In film study the day after each game, North Carolina football coach Larry Fedora and Offensive Coordinator Blake Anderson engage in a specific ritual when evaluating the team’s offense.
While going through all of UNC’s offensive possessions, the two coaches devote their utmost attention to a certain area of the field — when the Tar Heels are in spitting distance of putting points on the scoreboard.
“That’s one of the things when I come in the next day with Blake is look at all of our red zone possessions and look what happened exactly, what was the breakdown,” Fedora said Monday.
And in UNC’s 27-23 loss to Miami, those breakdowns were obvious.
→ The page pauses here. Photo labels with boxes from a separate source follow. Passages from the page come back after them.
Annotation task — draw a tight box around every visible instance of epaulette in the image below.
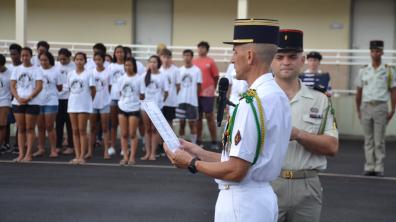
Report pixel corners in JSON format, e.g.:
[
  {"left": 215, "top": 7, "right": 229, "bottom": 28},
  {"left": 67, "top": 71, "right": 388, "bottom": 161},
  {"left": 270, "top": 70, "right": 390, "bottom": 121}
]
[{"left": 312, "top": 85, "right": 327, "bottom": 94}]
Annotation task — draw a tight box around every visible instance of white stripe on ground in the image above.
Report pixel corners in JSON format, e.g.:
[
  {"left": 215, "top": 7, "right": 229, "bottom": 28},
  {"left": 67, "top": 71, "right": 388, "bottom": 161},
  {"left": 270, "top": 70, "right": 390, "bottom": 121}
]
[{"left": 0, "top": 160, "right": 396, "bottom": 181}]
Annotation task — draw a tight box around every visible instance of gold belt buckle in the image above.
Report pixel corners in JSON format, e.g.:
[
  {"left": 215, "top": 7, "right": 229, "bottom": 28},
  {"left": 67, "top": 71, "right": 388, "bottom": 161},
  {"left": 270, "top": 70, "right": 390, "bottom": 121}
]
[{"left": 283, "top": 170, "right": 293, "bottom": 179}]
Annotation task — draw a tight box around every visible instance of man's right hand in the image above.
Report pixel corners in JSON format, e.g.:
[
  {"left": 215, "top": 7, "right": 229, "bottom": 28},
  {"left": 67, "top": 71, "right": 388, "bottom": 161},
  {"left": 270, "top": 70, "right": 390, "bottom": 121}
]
[{"left": 180, "top": 139, "right": 203, "bottom": 156}]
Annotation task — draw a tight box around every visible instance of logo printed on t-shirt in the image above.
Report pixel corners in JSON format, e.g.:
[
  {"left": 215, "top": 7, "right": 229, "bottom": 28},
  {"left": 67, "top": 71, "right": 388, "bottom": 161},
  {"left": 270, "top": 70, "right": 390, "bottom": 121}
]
[
  {"left": 17, "top": 73, "right": 33, "bottom": 89},
  {"left": 182, "top": 73, "right": 192, "bottom": 87},
  {"left": 70, "top": 79, "right": 84, "bottom": 94},
  {"left": 121, "top": 83, "right": 134, "bottom": 97}
]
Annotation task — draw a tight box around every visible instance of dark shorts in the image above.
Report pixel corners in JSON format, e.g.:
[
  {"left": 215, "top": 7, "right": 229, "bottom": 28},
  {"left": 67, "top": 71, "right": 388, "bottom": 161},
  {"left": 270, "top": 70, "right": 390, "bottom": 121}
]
[
  {"left": 118, "top": 109, "right": 140, "bottom": 118},
  {"left": 162, "top": 106, "right": 176, "bottom": 121},
  {"left": 12, "top": 105, "right": 40, "bottom": 115},
  {"left": 198, "top": 96, "right": 215, "bottom": 113},
  {"left": 176, "top": 103, "right": 198, "bottom": 120}
]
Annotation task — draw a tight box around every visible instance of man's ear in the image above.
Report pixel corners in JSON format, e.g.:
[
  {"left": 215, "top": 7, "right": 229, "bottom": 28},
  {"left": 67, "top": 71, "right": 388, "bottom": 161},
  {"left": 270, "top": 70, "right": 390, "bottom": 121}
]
[{"left": 246, "top": 49, "right": 255, "bottom": 65}]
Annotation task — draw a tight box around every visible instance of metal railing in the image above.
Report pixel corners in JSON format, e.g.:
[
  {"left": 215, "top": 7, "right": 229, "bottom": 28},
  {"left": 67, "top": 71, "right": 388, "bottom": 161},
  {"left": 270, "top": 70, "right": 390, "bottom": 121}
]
[{"left": 0, "top": 40, "right": 396, "bottom": 65}]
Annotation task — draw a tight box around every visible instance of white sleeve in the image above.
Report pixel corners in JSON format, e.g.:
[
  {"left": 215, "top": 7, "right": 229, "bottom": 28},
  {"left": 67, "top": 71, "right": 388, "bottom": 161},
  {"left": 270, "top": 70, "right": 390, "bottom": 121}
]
[{"left": 197, "top": 68, "right": 202, "bottom": 83}]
In the team’s five trips to the red zone, the Tar Heels walked away with just one touchdown, settling for three field goals and seeing a fourth get blocked.
So as UNC (1-5, 0-3 ACC) heads into Saturday’s game against Boston College (3-3, 1-2 ACC), a team that boasts the ACC’s No. 3 red zone defense, Fedora said UNC must be better close to the end zone, but that the team’s struggles do not revolve around one problem.
“If we could pinpoint just one thing, we could get that one thing corrected,” he said. “But it’s a breakdown here, it’s a breakdown there — it’s a combination of a lot of things.”
Quarterback Bryn Renner said the team must do whatever it takes to cross the ball over the goal line.
“Defenses obviously know that the offense is about to score, so they turn it up a notch, and we need to do the same thing,” Renner said. “Someone making a play … just scoring in any way possible — I think we haven’t done that in the first six games, and that’s obviously where we need to improve.”
Boston College’s overall defense, however, has struggled this year. The Eagles rank second to last in the conference in total defense, surrendering an average of 425 yards a game.